Stratford-upon-Avon, William Shakespeare’s home, and also home to (the slightly less famous) Paul Foster. A rising star of British gastronomy, whose inaugural restaurant Salt is equally worth the pilgrimage for. Especially since it was awarded its third AA Rosette Award for Culinary Excellence and, just this month, Stratford-upon-Avon’s first Michelin star.
As his first solo endeavour, following a successful Kickstarter campaign, Chef Paul Foster opened Salt in March 2017. And since then, the informal fine dining restaurant has gained a reputation for serving dishes that infuse his love of modern British cooking with flavours from the wild. A reputation that is enough to lure someone who rarely ventures outside zone 1 for fine dining, to look into booking an overnight stay to see what the fuss is all about. Leading us to discover a stylish little guesthouse, into the bargain.
With a refurb going at home, I’ve turned into a bit of an interior bore so, from the moment I stepped onto the slate, lavender lined pathway to Arden House, I was taking notes on how to get its luxe but cosy look. With antique mottled mirrors, Versailles herringbone parquet wooden floors and chic mushroomy ‘Pampas’ by Zoffany paint colour (yes, I asked) hitting the spot. While, as I type this review from my own home, I am enjoying the glow of pendant lights suspended over bedside tables with Carrera marble counters, dimmable by shiny gold light switches.

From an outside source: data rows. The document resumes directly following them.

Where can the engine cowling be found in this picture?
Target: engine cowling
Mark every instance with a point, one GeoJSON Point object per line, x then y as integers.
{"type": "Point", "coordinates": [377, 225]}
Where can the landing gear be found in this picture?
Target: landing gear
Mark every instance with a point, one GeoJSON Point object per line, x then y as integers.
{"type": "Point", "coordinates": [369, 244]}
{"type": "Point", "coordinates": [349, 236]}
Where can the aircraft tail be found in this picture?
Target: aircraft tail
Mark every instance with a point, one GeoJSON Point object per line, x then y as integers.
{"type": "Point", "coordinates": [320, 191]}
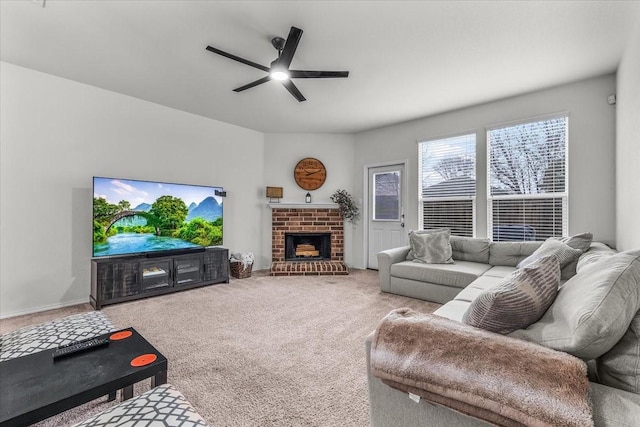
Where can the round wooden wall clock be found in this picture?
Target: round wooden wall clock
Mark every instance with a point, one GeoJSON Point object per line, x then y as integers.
{"type": "Point", "coordinates": [310, 173]}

All inspired by the Arden House interior.
Still warm from the oven sourdough malt bread with cultured butter, was served fast. Followed, by a steady stream of seasonally curated dishes from the Tasting Menu. Such as the carrot cooked in chicken fat, with crispy chicken skin, which has me salivating even to type it. (Although I did miss the actual chicken.) Hand dived scallop with pickled girolles that melted in the mouth, along with a fair few dishes that required at least one ingredient explaining, which I often consider to be a good sign of a chef’s creativity. Flavours in layers, all served on suitably rustic style chunky flecked crockery, made bespoke by local potter Mike Rundle (Had to ask. Told you. Obsessed).

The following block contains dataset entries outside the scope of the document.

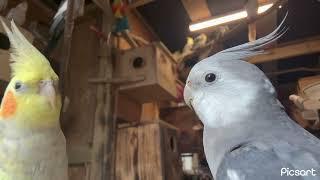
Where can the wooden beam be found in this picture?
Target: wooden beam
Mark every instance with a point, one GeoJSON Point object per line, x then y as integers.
{"type": "Point", "coordinates": [137, 3]}
{"type": "Point", "coordinates": [197, 10]}
{"type": "Point", "coordinates": [303, 47]}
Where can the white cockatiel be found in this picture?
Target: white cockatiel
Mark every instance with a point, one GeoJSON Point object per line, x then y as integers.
{"type": "Point", "coordinates": [247, 134]}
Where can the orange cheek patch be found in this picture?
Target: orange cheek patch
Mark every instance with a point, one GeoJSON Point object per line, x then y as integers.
{"type": "Point", "coordinates": [9, 105]}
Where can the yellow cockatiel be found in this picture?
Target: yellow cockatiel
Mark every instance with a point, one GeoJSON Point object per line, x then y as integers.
{"type": "Point", "coordinates": [32, 145]}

Pre-dessert was a divine textural contrast of baked yoghurt with shortbread, followed by an insanely good smoky aerated chocolate, with tart raspberry sorbet. “All’s well that ends well”, with a meal of choreographed flavours that dance upon the tongue. And although we had eaten nine courses, we didn’t feel like we’d had “too much of a good thing” as we took the five minute stroll back to our charming B&B. To enjoy a cup of mint tea on the beige leather chesterfield. Before slipping into the crisp self stripe sheets of our small but perfectly formed double bed.
Aside from the delicious decor though, after a longish journey from the big smoke – the complimentary refreshments in the dining room were another highlight. Where, alongside self serve coffee from the industrial size Nespresso machine and selection of teas, a pantry sideboard is stocked with all kind of nibbles. With the posh kind of olives, wasabi peas and crisps, along with cheese straws and biscuits available for guests to help themselves to throughout the day. Dangerous. And I had to remind myself that the main point of this overnight stay was our dinner at Salt, so as not to get carried away with the snack station.
Salt is intimate and relaxed. Misshapen black-beamed Tudor rafters and flagstone slate flooring – which could easily pass as being centuries old, are juxtaposed against contemporary design details. Like the trendy chandelier type situation, with bare amber light bulbs hanging from a drift wood board.
The following morning, our humble bed and breakfast outdid our expectations with its menu. With freshly made smoothies and pressed clean, green juices, guests can order the likes of Severn and Wye smoked salmon with scrambled eggs, avocado and keta caviar. Or, as I did, wild mushroom and wilted spinach on brioche topped with poached egg and hollandaise. A decadent start to the day, before we headed to the nearby Mallory Court Spa. Interestingly, the hotel where the founder of Salt was formerly chef. Information learned from a release that just landed in my in-box to promote Paul Foster first cookery book, available to buy from 12th November.
In the book Foster talks of leaving his position at The Dining Room at Mallory Court to crowdfund his own restaurant through Kickstarter. Now, is it just me or are all the cool cats are crowdfunding these days? No doubt the book will be time a Christmas gift to one of his 605 backers. And although I considered popping it on my list to santa – I would rather pop back for another dose of Salt, from the man himself.